The Top Voice AI Stories of 2021
Looking back at 2021 it was a different kind of year for voice AI than in the past. We could have said that in 2020 as well, but that was true on every societal and economic level due to the pandemic. However, we saw the seeds of change in the voice AI industry in late 2019 that was paused briefly and then accelerated in 2020 which set up 2021 to be the year of enterprise adoption.

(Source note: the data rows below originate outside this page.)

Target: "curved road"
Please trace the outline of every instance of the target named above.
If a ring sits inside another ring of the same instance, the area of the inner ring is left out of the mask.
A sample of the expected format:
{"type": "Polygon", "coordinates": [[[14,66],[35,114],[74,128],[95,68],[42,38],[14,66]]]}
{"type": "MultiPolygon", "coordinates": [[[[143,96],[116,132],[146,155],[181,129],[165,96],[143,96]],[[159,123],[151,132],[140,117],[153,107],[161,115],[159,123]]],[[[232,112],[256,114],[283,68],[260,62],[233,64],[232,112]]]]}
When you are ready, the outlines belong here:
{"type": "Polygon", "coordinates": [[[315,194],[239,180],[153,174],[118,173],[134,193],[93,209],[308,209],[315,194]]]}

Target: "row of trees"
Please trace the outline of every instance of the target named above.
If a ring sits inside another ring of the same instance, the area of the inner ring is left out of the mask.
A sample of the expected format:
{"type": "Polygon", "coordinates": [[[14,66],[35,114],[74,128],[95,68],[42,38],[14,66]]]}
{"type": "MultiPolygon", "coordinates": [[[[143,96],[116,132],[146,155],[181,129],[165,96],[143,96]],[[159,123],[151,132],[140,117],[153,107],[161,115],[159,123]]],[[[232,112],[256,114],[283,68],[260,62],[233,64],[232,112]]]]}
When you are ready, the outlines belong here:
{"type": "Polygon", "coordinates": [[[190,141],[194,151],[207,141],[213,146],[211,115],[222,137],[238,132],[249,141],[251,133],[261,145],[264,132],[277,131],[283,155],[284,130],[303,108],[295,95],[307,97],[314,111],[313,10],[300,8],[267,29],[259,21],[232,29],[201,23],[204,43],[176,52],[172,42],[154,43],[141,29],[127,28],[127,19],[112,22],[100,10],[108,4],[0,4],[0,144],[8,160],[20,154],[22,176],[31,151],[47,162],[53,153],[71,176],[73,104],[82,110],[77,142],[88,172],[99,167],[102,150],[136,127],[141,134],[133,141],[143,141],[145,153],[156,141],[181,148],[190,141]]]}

Voice AI news, innovation, and investment were largely driven by consumer applications in the period 2016 – 2019. Amazon, Google, and Apple (and occasionally Samsung) dominated the headlines related to the technology. First, that was driven by the interest in devices such as smart speakers, smart displays, and voice interactive smart home products. That was followed by applications for media, driving, and other daily activities. However, 2021 was very different. Consumer voice interactive devices and applications with just a couple of exceptions were receiving incremental updates without much fanfare or material advances. The tech giants continued to invest billions of dollars in their voice assistant portfolios but the attention clearly shifted.
The Voice AI Year of the Enterprise
You will see in our top stories countdown that enterprise voice AI innovation dominated the headlines, investment landscape, and attention from the industry. Much of this began during the pandemic but its origin was earlier. In 2020, the Voicebot Podcast ran a series about custom (brand-owned) assistants that were launching or already operational in 2020. Most of those projects began in 2018 or 2019 and were predicted by Voicebot’s 1,000 assistants hypothesis and GOWN model in early 2019.
The pandemic also introduced new pressures to support functions and many digital interactions with customers. The volume of questions accelerated at a time when companies were ill-prepared to manage the increase with workers unable to come to work and didn’t have access to the antiquated tools most contact centers were using a year ago. That led to the rise of chatbots for customer service and a few voice assistant projects founded on the promise of automating customer interactions. The pandemic was an accelerant for a trend that was materializing prior to 2020. We see the impact of that acceleration with the activity of 2021 and what you should expect to see next year.
With that context in mind, here are my candidates for the top 10 voice AI stories of 2021. Let me know if you agree or disagree on Twitter (@bretkinsella). What did I miss? What did I just get wrong? Bring it on.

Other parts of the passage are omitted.